Alih-alih meliburkan tim sepenuhnya, Tavares justru menekan pedal evaluasi. Ia fokus memulihkan kebugaran sekaligus memperbaiki mental pemain setelah dihantam jadwal padat.
Bangkit dari Luka di Samarinda
Namun demikian, keputusan ini tidak datang tanpa alasan. Kekalahan telak 1-5 dari Borneo FC di laga terakhir jelas meninggalkan luka dalam bagi skuad Persebaya.
Oleh karena itu, Tavares langsung menjadikan masa jeda ini sebagai momentum kebangkitan. Ia ingin anak asuhnya melupakan hasil buruk tersebut, lalu bangkit dengan mental baru.
“Kami memberikan waktu untuk pemain, tetapi target kami jelas. Kami ingin kembali lebih kuat, baik secara fisik maupun mental,” tegas Tavares.
Lebih lanjut, pelatih asal Portugal itu menilai kekalahan besar tersebut harus menjadi bahan bakar motivasi, bukan justru menjatuhkan tim.

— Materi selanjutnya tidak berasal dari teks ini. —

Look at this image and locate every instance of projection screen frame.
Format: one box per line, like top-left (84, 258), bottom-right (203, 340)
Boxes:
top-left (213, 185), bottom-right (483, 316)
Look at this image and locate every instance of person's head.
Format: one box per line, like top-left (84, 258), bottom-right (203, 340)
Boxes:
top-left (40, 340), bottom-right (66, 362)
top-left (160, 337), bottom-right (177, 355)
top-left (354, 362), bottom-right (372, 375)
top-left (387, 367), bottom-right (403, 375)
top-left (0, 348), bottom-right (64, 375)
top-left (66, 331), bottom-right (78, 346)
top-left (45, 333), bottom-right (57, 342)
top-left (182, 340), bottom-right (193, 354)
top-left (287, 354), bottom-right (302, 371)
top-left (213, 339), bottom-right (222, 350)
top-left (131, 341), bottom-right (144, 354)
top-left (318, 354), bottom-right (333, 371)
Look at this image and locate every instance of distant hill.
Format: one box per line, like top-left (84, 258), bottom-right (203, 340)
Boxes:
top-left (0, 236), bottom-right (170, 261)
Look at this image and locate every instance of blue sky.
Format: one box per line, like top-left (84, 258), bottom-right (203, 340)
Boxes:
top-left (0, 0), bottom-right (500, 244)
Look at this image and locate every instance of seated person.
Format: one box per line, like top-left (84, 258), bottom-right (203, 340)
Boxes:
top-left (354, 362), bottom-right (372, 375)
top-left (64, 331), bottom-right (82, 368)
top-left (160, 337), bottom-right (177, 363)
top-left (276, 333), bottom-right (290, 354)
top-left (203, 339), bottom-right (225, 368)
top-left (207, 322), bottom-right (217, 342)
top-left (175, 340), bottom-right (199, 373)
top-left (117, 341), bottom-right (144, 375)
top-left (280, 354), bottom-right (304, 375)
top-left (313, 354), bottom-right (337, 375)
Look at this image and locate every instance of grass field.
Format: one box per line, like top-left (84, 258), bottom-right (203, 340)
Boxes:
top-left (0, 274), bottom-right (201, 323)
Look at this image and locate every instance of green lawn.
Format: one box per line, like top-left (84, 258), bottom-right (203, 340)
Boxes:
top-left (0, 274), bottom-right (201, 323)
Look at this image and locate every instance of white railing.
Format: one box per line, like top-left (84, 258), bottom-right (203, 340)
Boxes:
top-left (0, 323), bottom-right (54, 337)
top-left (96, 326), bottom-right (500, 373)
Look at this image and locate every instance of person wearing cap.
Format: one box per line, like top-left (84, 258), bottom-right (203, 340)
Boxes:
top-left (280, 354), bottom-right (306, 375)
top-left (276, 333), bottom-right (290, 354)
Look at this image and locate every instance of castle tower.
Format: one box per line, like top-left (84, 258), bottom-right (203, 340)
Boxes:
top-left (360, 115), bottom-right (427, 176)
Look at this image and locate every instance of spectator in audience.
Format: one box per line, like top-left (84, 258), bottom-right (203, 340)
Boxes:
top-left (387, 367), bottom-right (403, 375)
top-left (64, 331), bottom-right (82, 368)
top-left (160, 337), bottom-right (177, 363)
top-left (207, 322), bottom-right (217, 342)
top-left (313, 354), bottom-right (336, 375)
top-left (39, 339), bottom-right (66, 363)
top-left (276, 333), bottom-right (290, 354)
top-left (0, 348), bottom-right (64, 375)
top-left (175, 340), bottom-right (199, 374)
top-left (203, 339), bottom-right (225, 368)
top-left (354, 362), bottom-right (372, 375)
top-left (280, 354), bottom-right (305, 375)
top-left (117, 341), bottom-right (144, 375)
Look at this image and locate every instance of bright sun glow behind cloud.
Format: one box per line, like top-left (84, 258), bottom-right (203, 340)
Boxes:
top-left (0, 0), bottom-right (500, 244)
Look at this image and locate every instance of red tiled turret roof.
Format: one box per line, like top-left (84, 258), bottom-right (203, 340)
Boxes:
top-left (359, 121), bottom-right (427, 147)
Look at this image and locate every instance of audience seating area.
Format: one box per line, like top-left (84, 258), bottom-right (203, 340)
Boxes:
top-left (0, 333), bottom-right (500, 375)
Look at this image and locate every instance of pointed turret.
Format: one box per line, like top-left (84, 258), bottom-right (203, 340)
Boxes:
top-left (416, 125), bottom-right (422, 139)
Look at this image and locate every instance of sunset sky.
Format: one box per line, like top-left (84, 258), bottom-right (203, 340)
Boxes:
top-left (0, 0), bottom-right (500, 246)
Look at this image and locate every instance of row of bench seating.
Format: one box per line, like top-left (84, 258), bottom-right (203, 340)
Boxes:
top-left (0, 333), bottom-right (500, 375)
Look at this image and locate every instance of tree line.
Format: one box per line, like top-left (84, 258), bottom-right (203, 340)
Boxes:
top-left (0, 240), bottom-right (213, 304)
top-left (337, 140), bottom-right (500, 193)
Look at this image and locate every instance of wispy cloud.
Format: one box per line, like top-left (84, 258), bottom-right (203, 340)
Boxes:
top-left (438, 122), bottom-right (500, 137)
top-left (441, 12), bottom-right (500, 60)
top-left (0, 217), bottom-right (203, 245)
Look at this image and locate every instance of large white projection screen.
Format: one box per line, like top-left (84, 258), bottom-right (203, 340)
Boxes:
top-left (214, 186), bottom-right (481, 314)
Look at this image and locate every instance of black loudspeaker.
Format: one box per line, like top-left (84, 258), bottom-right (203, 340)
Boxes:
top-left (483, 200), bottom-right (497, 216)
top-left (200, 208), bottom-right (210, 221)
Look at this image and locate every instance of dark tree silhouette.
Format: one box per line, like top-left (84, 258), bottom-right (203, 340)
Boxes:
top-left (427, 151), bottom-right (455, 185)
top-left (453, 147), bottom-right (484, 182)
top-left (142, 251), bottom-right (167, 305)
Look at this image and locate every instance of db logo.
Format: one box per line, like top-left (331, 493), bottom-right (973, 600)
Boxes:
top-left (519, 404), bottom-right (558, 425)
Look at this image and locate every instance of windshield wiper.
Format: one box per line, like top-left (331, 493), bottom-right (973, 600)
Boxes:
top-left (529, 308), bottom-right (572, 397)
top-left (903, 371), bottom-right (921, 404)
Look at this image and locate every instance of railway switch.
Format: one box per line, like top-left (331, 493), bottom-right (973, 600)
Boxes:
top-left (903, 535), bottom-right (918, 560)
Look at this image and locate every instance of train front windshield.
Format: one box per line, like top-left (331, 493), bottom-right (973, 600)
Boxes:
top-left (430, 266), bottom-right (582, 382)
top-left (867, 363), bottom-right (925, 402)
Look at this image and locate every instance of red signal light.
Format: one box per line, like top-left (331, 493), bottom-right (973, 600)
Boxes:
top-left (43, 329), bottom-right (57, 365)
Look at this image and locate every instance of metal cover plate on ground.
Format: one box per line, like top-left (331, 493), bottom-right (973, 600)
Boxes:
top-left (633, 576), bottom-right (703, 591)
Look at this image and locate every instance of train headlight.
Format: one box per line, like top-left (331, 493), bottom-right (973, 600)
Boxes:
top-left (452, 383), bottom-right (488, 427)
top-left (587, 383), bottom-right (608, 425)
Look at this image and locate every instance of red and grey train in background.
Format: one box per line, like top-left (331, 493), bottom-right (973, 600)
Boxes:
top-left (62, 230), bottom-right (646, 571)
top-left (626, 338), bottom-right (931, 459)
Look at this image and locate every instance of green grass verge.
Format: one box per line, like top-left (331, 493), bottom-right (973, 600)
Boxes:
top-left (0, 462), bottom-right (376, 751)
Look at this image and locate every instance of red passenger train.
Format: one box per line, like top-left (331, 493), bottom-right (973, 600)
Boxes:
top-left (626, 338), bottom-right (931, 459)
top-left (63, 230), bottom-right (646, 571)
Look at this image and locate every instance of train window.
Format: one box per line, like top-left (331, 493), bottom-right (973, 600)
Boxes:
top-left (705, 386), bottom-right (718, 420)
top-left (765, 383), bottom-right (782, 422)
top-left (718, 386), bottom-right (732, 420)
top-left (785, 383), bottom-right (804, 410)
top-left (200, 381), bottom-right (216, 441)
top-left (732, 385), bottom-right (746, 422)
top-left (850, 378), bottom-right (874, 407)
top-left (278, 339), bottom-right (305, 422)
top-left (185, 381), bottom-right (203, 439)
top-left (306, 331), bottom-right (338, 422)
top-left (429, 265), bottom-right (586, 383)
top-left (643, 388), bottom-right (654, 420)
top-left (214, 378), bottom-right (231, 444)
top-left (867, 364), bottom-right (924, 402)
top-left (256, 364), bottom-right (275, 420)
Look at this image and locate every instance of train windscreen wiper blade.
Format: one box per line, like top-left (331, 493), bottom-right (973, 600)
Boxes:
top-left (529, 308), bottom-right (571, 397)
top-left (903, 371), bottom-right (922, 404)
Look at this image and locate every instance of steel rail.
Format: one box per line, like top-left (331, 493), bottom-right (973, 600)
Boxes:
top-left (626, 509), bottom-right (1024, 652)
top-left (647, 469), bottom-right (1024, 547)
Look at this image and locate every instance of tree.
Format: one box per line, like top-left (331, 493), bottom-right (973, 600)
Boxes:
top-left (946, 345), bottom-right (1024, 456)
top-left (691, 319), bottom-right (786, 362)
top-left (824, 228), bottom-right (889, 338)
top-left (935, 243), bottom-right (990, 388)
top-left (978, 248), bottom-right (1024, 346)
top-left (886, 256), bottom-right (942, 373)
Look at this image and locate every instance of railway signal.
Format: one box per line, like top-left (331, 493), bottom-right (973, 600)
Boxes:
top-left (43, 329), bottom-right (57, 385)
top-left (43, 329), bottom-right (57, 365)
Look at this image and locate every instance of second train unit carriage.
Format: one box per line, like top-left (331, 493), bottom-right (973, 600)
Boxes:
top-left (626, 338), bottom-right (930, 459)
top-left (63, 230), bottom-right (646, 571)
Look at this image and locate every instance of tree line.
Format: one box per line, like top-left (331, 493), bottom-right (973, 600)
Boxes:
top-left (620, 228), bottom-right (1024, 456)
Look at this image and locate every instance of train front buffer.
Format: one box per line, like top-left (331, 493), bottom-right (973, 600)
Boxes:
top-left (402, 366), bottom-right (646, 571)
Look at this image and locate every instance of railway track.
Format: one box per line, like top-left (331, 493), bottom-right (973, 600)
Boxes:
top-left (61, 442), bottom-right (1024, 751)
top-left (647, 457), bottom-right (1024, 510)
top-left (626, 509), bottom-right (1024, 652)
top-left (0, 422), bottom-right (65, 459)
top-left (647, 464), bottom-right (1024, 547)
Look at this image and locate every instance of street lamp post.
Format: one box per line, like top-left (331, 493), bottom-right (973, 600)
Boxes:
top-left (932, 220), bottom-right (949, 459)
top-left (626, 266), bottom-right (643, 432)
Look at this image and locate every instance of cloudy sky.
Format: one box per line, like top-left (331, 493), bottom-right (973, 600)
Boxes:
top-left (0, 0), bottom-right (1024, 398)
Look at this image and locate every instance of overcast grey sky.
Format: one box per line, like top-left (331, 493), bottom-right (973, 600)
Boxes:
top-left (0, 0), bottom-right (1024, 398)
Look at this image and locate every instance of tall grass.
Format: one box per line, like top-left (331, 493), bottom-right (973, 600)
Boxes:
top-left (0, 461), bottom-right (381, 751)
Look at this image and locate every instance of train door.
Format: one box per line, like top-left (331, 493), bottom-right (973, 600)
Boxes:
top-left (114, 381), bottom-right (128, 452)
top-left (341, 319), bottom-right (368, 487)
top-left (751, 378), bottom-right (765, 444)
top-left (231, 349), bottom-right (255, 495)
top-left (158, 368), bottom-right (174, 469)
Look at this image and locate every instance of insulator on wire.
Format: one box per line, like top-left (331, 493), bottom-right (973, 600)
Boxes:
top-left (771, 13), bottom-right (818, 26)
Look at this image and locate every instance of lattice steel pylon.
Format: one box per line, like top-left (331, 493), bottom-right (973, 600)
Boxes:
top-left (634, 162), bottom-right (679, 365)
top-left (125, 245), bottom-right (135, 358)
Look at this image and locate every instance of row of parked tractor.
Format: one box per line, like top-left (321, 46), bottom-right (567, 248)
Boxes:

Program Latihan Tetap Jalan
Sementara itu, meski kompetisi tengah berhenti, Persebaya tidak benar-benar beristirahat. Tavares bersama staf pelatih langsung menyusun program latihan terstruktur.
Sebagai langkah konkret, pemain dibagi ke dalam kelompok kecil. Setiap grup mendapatkan pengawasan ketat dari staf teknis agar program berjalan sesuai rencana.
Selain itu, masing-masing pemain juga menerima modul latihan individu. Mereka wajib menjalankan program tersebut secara disiplin agar kondisi fisik tetap terjaga.
Dengan demikian, saat latihan kolektif dimulai kembali, para pemain bisa langsung tancap gas tanpa harus mengulang dari nol.
Ujian Berat Menanti Persita
Di sisi lain, fokus Persebaya kini mengarah ke laga berikutnya. Mereka akan menghadapi Persita Tangerang pada 4 April 2026.
Pertandingan ini diprediksi berlangsung panas. Pasalnya, kedua tim sedang bersaing ketat di papan klasemen.
Saat ini, Persebaya masih tertahan di posisi ketujuh dengan 39 poin dari 25 laga. Sementara itu, Persita berada di peringkat kelima dengan 41 poin.
Artinya, selisih hanya dua angka membuat duel ini menjadi penentu. Jika Persebaya mampu meraih kemenangan, mereka berpeluang besar menyalip posisi lawan.
Sebaliknya, pelatih Persita Carlos Pena tentu tidak akan tinggal diam. Ia siap mempertahankan posisi timnya dari kejaran Green Force.
Momentum Menuju Papan Atas
Pada akhirnya, jeda kompetisi ini menjadi titik balik bagi Persebaya. Tavares tidak hanya memperbaiki fisik, tetapi juga membangun ulang mental bertanding tim.
Kini, panggung sudah disiapkan. Selanjutnya, Persebaya harus membuktikan bahwa mereka benar-benar bangkit dan siap menembus papan atas.